Federici, B. A., Hice, R. H.
Archives of virology 1997 v.142 no.2 pp. 333-348
Anagrapha falcifera, Autographa californica multiple nucleopolyhedrovirus, DNA, Southern blotting, amino acid sequences, genes, hybridization, open reading frames, phylogeny, protein kinases, sequence analysis, tyrosine, virulence, viruses
A multinucleocapsid nuclear polyhedrosis virus (MNPV) isolated from the celery looper, Anagrapha falcifera, has been proposed as a new virus based on differences in virulence and DNA fragment profiles between this isolate and the Autographa californica MNPV, the MNPV type species. In the present study, we examined the relatedness of the AfMNPV and AcMNPV genomes by (1) Southern hybridization, (2) comparison of their genetic organization in the polyhedrin gene region (AcMNPV EcoRI-I fragment), and (3) comparison of the nucleotide and deduced amino acid sequences of eight viral genes in this region.
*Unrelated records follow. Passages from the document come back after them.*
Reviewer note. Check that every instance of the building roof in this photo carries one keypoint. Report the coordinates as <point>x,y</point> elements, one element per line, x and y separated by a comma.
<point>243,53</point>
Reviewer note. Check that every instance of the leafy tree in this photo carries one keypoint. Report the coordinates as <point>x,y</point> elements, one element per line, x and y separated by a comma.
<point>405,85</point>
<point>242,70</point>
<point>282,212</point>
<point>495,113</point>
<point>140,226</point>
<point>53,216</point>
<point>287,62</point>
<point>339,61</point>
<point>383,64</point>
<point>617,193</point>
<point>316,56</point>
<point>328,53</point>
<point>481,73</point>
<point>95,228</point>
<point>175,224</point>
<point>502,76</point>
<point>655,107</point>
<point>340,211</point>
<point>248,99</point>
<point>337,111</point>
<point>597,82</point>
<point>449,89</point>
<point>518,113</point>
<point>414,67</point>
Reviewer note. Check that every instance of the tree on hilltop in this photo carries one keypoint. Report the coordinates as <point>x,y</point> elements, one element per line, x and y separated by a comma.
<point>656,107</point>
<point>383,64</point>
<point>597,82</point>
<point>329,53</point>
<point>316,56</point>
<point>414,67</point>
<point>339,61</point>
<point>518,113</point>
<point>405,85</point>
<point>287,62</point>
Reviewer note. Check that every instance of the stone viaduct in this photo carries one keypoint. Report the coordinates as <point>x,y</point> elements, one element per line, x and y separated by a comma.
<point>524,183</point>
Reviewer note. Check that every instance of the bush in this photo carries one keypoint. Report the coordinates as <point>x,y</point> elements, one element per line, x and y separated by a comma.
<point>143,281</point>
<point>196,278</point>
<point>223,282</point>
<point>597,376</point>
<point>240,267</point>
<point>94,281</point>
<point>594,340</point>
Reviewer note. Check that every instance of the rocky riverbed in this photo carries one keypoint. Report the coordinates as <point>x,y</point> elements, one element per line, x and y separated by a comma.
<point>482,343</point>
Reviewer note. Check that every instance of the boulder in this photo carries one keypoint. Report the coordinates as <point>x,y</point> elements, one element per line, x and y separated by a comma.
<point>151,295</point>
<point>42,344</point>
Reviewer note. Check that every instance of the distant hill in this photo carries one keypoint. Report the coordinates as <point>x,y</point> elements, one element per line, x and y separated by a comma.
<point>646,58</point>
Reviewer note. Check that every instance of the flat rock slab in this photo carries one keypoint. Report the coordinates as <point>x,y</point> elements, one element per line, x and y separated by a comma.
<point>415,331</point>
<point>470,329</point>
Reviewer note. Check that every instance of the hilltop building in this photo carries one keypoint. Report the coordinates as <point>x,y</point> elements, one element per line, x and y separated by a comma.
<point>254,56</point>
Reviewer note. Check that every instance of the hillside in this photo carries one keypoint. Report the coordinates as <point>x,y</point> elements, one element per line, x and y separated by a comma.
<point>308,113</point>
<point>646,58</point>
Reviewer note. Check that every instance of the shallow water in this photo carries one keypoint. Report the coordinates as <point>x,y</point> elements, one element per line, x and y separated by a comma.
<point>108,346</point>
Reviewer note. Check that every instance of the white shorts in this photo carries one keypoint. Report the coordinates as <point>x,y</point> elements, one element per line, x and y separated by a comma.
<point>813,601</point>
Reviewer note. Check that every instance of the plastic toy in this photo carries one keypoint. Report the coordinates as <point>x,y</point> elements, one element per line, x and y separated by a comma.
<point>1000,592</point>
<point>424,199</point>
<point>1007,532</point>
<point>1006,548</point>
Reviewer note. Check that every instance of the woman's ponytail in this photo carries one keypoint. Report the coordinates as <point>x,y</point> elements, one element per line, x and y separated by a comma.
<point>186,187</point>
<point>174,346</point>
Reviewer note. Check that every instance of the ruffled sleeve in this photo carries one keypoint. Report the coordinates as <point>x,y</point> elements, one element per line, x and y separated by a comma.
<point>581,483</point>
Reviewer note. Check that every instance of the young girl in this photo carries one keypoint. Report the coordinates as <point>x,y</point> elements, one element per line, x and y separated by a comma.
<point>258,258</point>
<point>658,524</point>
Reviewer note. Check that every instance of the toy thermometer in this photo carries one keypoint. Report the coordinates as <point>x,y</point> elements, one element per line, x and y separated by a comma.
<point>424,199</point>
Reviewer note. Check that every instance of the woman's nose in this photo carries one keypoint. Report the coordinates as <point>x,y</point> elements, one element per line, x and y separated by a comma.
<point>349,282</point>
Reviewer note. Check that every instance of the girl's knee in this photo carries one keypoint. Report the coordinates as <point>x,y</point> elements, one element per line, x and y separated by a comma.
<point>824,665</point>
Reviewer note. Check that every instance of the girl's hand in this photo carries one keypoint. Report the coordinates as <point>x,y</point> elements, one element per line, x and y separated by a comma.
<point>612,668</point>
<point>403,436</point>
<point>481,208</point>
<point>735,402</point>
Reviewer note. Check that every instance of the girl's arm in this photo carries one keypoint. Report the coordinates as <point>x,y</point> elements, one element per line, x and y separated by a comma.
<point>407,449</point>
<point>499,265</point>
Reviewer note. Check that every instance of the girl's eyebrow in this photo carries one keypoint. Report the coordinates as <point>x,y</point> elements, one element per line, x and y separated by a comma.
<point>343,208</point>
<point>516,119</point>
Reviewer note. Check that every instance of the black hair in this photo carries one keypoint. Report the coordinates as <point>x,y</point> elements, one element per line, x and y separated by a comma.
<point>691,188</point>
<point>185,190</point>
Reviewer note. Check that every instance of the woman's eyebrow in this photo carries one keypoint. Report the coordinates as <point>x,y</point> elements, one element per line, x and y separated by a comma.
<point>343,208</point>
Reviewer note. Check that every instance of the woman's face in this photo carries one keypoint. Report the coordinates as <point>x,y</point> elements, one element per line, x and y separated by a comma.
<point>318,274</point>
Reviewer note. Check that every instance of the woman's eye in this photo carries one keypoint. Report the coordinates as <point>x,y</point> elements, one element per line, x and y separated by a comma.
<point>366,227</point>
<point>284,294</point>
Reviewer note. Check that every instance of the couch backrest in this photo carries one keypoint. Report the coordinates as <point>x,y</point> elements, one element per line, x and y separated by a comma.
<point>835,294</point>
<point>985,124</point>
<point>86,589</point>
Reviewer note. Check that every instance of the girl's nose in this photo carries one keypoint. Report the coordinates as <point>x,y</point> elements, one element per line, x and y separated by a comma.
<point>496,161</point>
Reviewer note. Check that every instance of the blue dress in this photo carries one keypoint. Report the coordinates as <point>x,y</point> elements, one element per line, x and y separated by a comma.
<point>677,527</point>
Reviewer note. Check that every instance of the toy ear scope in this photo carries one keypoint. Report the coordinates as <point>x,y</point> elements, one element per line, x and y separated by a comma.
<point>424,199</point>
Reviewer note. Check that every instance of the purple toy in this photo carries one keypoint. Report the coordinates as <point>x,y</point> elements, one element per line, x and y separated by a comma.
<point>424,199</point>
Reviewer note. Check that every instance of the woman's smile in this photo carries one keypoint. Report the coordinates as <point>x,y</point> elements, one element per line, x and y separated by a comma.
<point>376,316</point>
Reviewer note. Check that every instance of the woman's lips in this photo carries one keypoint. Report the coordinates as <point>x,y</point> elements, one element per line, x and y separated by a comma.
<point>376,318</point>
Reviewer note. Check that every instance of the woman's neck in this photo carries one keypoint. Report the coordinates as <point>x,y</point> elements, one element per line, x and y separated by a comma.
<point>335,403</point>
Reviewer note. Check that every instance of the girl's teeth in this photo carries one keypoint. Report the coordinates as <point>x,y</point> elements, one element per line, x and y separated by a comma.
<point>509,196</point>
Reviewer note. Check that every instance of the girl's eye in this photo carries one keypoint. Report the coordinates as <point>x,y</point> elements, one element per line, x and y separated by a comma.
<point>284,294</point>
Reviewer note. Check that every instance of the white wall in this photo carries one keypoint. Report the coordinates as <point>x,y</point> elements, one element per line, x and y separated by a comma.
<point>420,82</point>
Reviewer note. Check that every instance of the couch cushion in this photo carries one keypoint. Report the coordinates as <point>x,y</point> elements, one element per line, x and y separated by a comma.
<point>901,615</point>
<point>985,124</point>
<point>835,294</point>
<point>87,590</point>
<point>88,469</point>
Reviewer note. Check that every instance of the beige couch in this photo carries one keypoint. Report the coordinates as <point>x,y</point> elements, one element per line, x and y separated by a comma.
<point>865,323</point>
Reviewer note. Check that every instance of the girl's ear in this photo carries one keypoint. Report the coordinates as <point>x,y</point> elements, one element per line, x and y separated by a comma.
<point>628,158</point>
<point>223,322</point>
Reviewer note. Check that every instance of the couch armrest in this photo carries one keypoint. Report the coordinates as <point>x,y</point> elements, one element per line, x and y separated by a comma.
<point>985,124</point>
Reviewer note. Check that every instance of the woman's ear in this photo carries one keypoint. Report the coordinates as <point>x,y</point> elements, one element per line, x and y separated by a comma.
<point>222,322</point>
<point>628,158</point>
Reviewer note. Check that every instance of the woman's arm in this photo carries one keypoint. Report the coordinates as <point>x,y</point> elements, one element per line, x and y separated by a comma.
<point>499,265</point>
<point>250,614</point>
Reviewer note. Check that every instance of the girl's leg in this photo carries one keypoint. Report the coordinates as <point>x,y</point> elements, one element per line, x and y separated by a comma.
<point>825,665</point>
Both DNAs hybridized strongly to one another in reciprocal hybridization experiments under stringent conditions, and physical mapping showed that gene order was conserved between the two viruses in the polyhedrin gene region, though the ORF 984 and ctl genes were absent from this region in the AfMNPV. Gene and deduced amino acid sequences for p78, protein tyrosine phospatase, protein kinase, lef-2, and ORFs 327, 453 and 603, showed identity between the two viruses of greater than 91%. The sequences for the gp64 gene, located on a different EcoRI fragment, were also compared and had a nucleotide sequence identity of 97%, and amino acid sequence identity of greater than 98%. The polyhedrin gene showed the least relatedness between the two viruses, with a nucleotide sequence identity of 80%, and a deduced amino acid sequence identity of 90%. Based on these results, we conclude that the AfMNPV should be considered a variant of the AcMNPV. These results also indicate that caution must be used in basing phylogenetic relationships of NPVs on analysis of a single gene, especially the polyhedrin gene, as is the current practice.